The Oklahoma state Supreme Court ruled Thursday a sales tax on motor vehicles is constitutional.
Lawmakers included the 1.25 percent motor vehicle sales tax as part of the 2018 fiscal year state budget. It is expected to raise more than $100 million for the state in the first year, and took effect July 1.
Motor vehicles in Oklahoma are traditionally exempt from sales tax, but during the last legislative session, lawmakers voted in favor of a bill to remove that exemption.
In the Supreme Court majority opinion, Justice Patrick Wyrick wrote the tax does not violate the Oklahoma Constitution because it is not a revenue bill, and therefore not subject to the constitutional requirements for revenue-raising measures.

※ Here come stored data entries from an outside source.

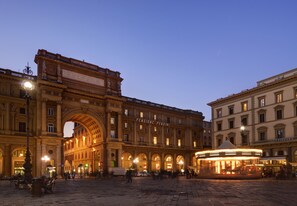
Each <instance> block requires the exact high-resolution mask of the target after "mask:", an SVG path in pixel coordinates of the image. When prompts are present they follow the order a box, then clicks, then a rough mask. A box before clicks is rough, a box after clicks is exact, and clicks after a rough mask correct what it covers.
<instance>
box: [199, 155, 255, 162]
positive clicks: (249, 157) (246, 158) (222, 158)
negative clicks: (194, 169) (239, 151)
mask: <svg viewBox="0 0 297 206" xmlns="http://www.w3.org/2000/svg"><path fill="white" fill-rule="evenodd" d="M251 159H259V157H245V156H241V157H232V158H230V157H209V158H203V159H200V160H207V161H209V160H212V161H216V160H225V161H232V160H251Z"/></svg>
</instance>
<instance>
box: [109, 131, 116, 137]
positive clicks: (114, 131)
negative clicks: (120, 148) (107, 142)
mask: <svg viewBox="0 0 297 206" xmlns="http://www.w3.org/2000/svg"><path fill="white" fill-rule="evenodd" d="M110 137H111V138H115V130H110Z"/></svg>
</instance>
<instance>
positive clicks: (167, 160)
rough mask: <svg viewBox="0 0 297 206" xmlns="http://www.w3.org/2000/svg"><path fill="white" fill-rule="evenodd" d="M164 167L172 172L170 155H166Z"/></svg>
mask: <svg viewBox="0 0 297 206" xmlns="http://www.w3.org/2000/svg"><path fill="white" fill-rule="evenodd" d="M164 169H165V170H166V171H170V172H173V158H172V156H171V155H166V156H165V160H164Z"/></svg>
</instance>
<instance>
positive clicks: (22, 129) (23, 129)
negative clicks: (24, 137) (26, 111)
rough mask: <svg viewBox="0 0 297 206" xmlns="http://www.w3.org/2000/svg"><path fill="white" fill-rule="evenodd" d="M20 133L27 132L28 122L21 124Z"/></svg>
mask: <svg viewBox="0 0 297 206" xmlns="http://www.w3.org/2000/svg"><path fill="white" fill-rule="evenodd" d="M19 131H20V132H26V122H19Z"/></svg>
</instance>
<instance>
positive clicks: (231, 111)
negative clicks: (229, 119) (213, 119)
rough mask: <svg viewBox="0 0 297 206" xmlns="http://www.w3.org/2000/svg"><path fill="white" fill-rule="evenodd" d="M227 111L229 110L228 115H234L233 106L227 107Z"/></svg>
mask: <svg viewBox="0 0 297 206" xmlns="http://www.w3.org/2000/svg"><path fill="white" fill-rule="evenodd" d="M228 109H229V115H231V114H234V106H233V105H232V106H229V107H228Z"/></svg>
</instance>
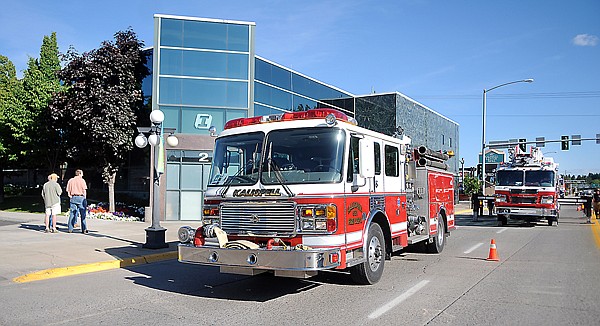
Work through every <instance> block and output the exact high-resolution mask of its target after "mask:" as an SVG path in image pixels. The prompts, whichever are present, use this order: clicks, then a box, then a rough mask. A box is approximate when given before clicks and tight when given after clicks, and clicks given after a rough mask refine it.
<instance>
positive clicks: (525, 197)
mask: <svg viewBox="0 0 600 326" xmlns="http://www.w3.org/2000/svg"><path fill="white" fill-rule="evenodd" d="M510 202H511V203H514V204H535V203H536V202H537V197H511V198H510Z"/></svg>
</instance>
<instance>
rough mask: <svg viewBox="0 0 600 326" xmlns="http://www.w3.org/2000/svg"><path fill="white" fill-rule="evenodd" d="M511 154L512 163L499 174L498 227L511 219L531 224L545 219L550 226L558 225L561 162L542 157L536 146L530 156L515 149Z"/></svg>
mask: <svg viewBox="0 0 600 326" xmlns="http://www.w3.org/2000/svg"><path fill="white" fill-rule="evenodd" d="M510 155H511V159H510V162H508V163H504V164H502V165H501V166H500V167H499V168H498V170H497V171H496V186H495V196H496V200H495V210H496V214H497V216H498V225H499V226H500V225H506V224H507V222H508V220H509V219H514V220H521V221H525V222H528V223H531V222H536V221H539V220H541V219H546V220H547V221H548V225H550V226H551V225H552V224H553V223H554V222H556V223H558V218H559V214H560V204H559V203H558V198H559V197H560V176H559V174H558V163H555V162H554V160H553V159H552V158H551V157H543V155H542V152H541V150H540V149H539V148H535V147H532V148H531V151H530V153H523V152H521V151H520V150H519V148H518V147H516V148H515V149H514V150H511V151H510Z"/></svg>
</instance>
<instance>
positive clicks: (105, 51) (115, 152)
mask: <svg viewBox="0 0 600 326" xmlns="http://www.w3.org/2000/svg"><path fill="white" fill-rule="evenodd" d="M114 37H115V41H104V42H102V44H101V46H100V48H98V49H95V50H92V51H89V52H86V53H83V54H81V55H80V54H78V53H77V52H76V51H75V50H74V49H72V48H71V49H69V51H68V52H67V54H66V58H67V59H68V60H69V63H68V64H67V66H66V67H65V68H64V69H62V70H61V71H60V72H59V74H58V75H59V77H60V78H61V80H63V81H64V82H65V84H66V85H67V86H68V89H67V91H65V92H62V93H58V94H57V95H56V96H55V98H54V99H53V102H52V104H51V111H52V117H54V118H55V121H56V123H57V124H58V125H60V126H61V131H62V134H63V136H64V137H65V142H66V143H67V144H68V147H69V153H70V155H71V156H72V157H74V158H76V159H77V160H78V161H79V162H80V163H81V162H83V161H87V162H88V163H90V164H92V165H94V166H98V167H101V168H102V176H103V179H104V182H105V183H106V184H108V191H109V204H110V208H109V209H110V210H111V211H114V210H115V200H114V184H115V180H116V176H117V172H118V170H119V168H120V167H121V166H122V165H123V164H124V163H125V161H126V158H127V154H128V153H129V152H130V151H131V149H132V146H133V136H134V134H135V130H136V129H135V126H136V123H137V119H138V117H139V116H140V115H141V112H142V110H143V109H144V106H143V97H142V89H141V85H142V80H143V79H144V77H146V76H147V75H148V74H149V71H148V68H147V67H146V60H147V59H146V57H145V56H144V55H143V54H142V52H141V49H142V47H143V45H144V44H143V42H141V41H139V40H138V38H137V35H136V34H135V33H134V32H133V31H132V30H131V28H129V29H128V30H126V31H119V32H117V33H115V35H114ZM86 158H87V159H86Z"/></svg>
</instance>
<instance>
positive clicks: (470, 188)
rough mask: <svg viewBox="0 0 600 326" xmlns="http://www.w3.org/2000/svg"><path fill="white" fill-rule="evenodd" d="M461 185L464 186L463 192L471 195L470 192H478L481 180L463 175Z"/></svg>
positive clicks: (475, 192)
mask: <svg viewBox="0 0 600 326" xmlns="http://www.w3.org/2000/svg"><path fill="white" fill-rule="evenodd" d="M463 186H464V188H465V194H466V195H467V196H471V195H472V194H474V193H477V192H479V190H480V189H481V182H480V181H479V180H478V179H477V178H474V177H471V176H465V180H464V181H463Z"/></svg>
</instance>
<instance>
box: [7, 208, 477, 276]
mask: <svg viewBox="0 0 600 326" xmlns="http://www.w3.org/2000/svg"><path fill="white" fill-rule="evenodd" d="M455 214H456V215H470V214H471V211H470V210H469V204H468V202H467V203H466V204H465V203H463V202H461V203H459V204H458V205H456V206H455ZM87 224H88V230H89V233H88V234H82V233H81V232H80V231H81V230H80V229H75V230H74V231H73V233H67V217H66V216H59V217H58V220H57V226H58V229H59V232H58V233H44V214H32V213H11V212H5V211H0V284H2V283H4V282H31V281H37V280H42V279H48V278H54V277H62V276H68V275H74V274H81V273H90V272H96V271H101V270H107V269H113V268H121V267H127V266H132V265H138V264H145V263H151V262H155V261H160V260H166V259H176V258H177V243H178V239H177V230H179V227H181V226H183V225H190V226H192V227H197V226H199V225H200V222H199V221H198V222H195V221H183V222H182V221H173V222H161V226H162V227H164V228H166V229H167V231H166V242H167V243H168V244H169V247H168V248H164V249H145V248H142V244H144V243H145V242H146V232H145V230H144V229H146V228H147V227H148V226H150V223H148V222H122V221H107V220H99V219H87Z"/></svg>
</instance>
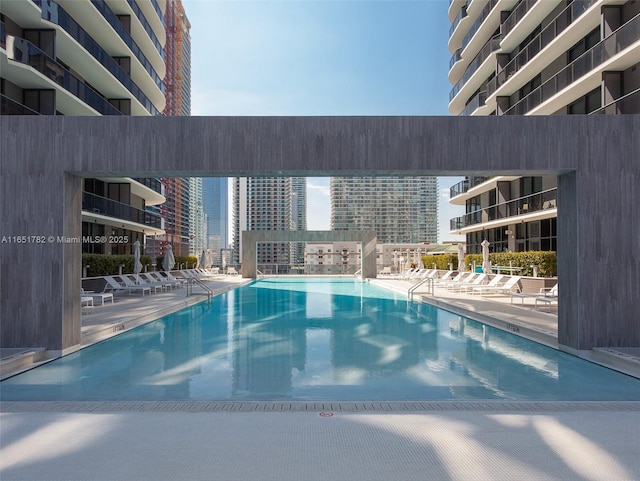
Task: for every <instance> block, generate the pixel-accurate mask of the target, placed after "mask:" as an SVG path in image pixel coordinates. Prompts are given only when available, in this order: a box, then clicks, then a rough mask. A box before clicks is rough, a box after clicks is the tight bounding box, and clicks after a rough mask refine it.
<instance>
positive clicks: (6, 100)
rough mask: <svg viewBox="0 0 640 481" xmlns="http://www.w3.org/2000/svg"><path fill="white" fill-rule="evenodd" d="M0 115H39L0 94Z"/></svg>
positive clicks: (20, 103) (2, 94)
mask: <svg viewBox="0 0 640 481" xmlns="http://www.w3.org/2000/svg"><path fill="white" fill-rule="evenodd" d="M0 115H40V113H39V112H36V111H35V110H32V109H30V108H29V107H27V106H26V105H22V104H21V103H19V102H16V101H15V100H13V99H10V98H9V97H7V96H6V95H3V94H0Z"/></svg>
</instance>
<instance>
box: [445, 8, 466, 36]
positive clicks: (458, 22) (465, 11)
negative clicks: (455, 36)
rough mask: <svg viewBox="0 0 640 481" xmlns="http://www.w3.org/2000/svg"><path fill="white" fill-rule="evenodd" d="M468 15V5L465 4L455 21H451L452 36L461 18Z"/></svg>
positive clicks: (454, 18)
mask: <svg viewBox="0 0 640 481" xmlns="http://www.w3.org/2000/svg"><path fill="white" fill-rule="evenodd" d="M466 16H467V6H466V5H463V6H462V8H461V9H460V11H459V12H458V15H456V18H454V19H453V22H452V23H451V27H449V37H451V35H452V34H453V32H454V30H455V29H456V27H457V26H458V24H459V23H460V20H462V19H463V18H464V17H466Z"/></svg>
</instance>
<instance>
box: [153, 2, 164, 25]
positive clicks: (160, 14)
mask: <svg viewBox="0 0 640 481" xmlns="http://www.w3.org/2000/svg"><path fill="white" fill-rule="evenodd" d="M151 5H153V9H154V10H155V11H156V13H157V14H158V18H159V19H160V21H161V22H162V26H163V27H164V26H165V23H164V14H163V13H162V9H161V8H160V5H158V0H151Z"/></svg>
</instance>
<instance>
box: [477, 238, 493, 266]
mask: <svg viewBox="0 0 640 481" xmlns="http://www.w3.org/2000/svg"><path fill="white" fill-rule="evenodd" d="M480 245H481V246H482V272H484V273H485V274H490V273H491V262H489V241H488V240H487V239H485V240H483V241H482V243H481V244H480Z"/></svg>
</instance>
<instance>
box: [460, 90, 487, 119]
mask: <svg viewBox="0 0 640 481" xmlns="http://www.w3.org/2000/svg"><path fill="white" fill-rule="evenodd" d="M486 101H487V91H486V90H482V91H481V92H478V95H476V96H475V97H473V99H471V101H470V102H469V103H468V104H467V105H466V106H465V108H464V110H463V111H462V112H460V116H469V115H471V114H472V113H473V112H475V111H476V110H478V109H479V108H480V107H482V106H484V105H485V102H486Z"/></svg>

“We [the Court] have never before in our history held that a measure revoking a tax exemption is a ‘revenue bill’...and to hold otherwise would require us to break new ground and overrule well-established precedents,” Wyrick wrote.
The Oklahoma Automobile Dealers Association and others sued the state in June, arguing lawmakers passed the bill without following the constitutional requirements for passing tax increases. The plaintiffs alleged legislators should not have passed the tax during the final five days of the legislative session, and argued the tax required a three-quarters majority vote to pass rather than a simple majority.
In a statement, Gov. Mary Fallin said she is “pleased” with the ruling, but said lawmakers will likely still need to hold a special session. Oklahoma’s budget is short $215 million following an early August Supreme Court decision striking down a proposed $1.50-per-pack cigarette fee.